With interest we read the article by Sutherland et al. [1] in which they reported their initial experience with transhiatal robot-assisted total esophagectomy in 36 patients with esophageal cancer. Seven (19.4%) patients had postoperative incarcerated hiatal hernias and of those seven patients one died due to complications of the hernia repair. According to the authors, because the mediastinal dissection is done via laparoscopy, the hiatus is extensively dilated by the angles of the robotic arms, thereby increasing the risk of postoperative hiatal hernia. They therefore recommend performing a primary closure and reinforcement with mesh sutured to the gastric wall.

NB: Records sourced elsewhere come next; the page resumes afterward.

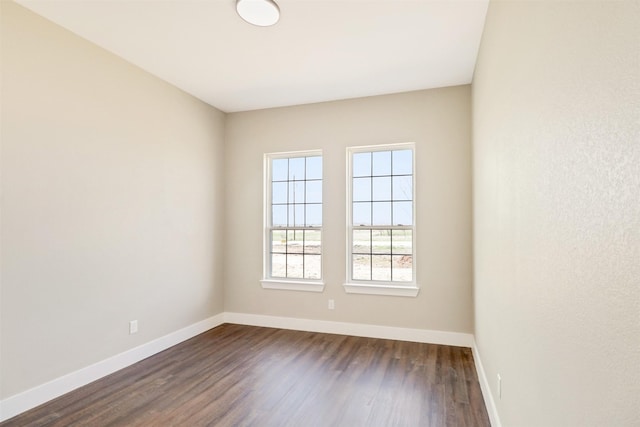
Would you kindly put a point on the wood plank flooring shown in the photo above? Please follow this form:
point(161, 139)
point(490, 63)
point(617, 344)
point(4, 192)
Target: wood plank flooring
point(237, 375)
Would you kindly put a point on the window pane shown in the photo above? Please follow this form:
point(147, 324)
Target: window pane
point(361, 267)
point(402, 268)
point(296, 169)
point(314, 167)
point(296, 192)
point(361, 189)
point(312, 266)
point(381, 267)
point(361, 241)
point(401, 241)
point(381, 163)
point(314, 215)
point(382, 188)
point(361, 164)
point(402, 188)
point(279, 241)
point(279, 215)
point(278, 265)
point(402, 213)
point(296, 215)
point(362, 213)
point(294, 241)
point(381, 213)
point(312, 242)
point(279, 192)
point(381, 241)
point(279, 169)
point(314, 192)
point(294, 266)
point(402, 162)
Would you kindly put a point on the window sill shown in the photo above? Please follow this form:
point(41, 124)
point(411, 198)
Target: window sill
point(378, 289)
point(291, 285)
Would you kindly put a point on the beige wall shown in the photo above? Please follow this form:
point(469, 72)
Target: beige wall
point(111, 204)
point(557, 211)
point(438, 121)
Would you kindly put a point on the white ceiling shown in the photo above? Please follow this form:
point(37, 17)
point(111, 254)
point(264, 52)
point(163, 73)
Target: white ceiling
point(320, 50)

In 2009 we published the largest series of robot-assisted thoracolaparoscopic esophagectomies (RTE) [2]. We have performed this procedure in more than 140 patients. Minimally invasive esophagectomy substantially reduces blood loss and postoperative hospital and intensive care stay compared to open esophagectomy [3].

We adhere to the combined thoracic and abdominal approach to provide optimal oncological clearance. To date, the largest study that compares transhiatal with transthoracic surgery showed an important trend toward improved survival after transthoracic esophagectomy [4]. The survival benefit is attributed to a more extensive lymphadenectomy in the mediastinum. Furthermore, studies have shown that distal esophageal carcinomas frequently metastasize to lymph nodes in the upper mediastinum [2, 5]

We have not experienced any postoperative hiatal hernias in our patients so far. In our opinion, this is the result of performing the mediastinal dissection of the esophagus and surrounding lymph nodes through thoracoscopy instead of through the diaphragm. During the laparoscopic phase of RTE, the stomach is mobilized, regional abdominal lymph nodes are dissected, and the esophagus is pulled out of the mediastinum. By performing the mediastinal dissection thoracoscopically, the integrity of the hiatus is preserved and no incarcerated hiatal hernias will be encountered postoperatively. In this way, the above-mentioned recommendation of the authors can be abandoned. We would encourage Sutherland et al. to continue performing robot-assisted esophagectomies and to experience the many advantages of the robot-assisted thoracoscopic approach.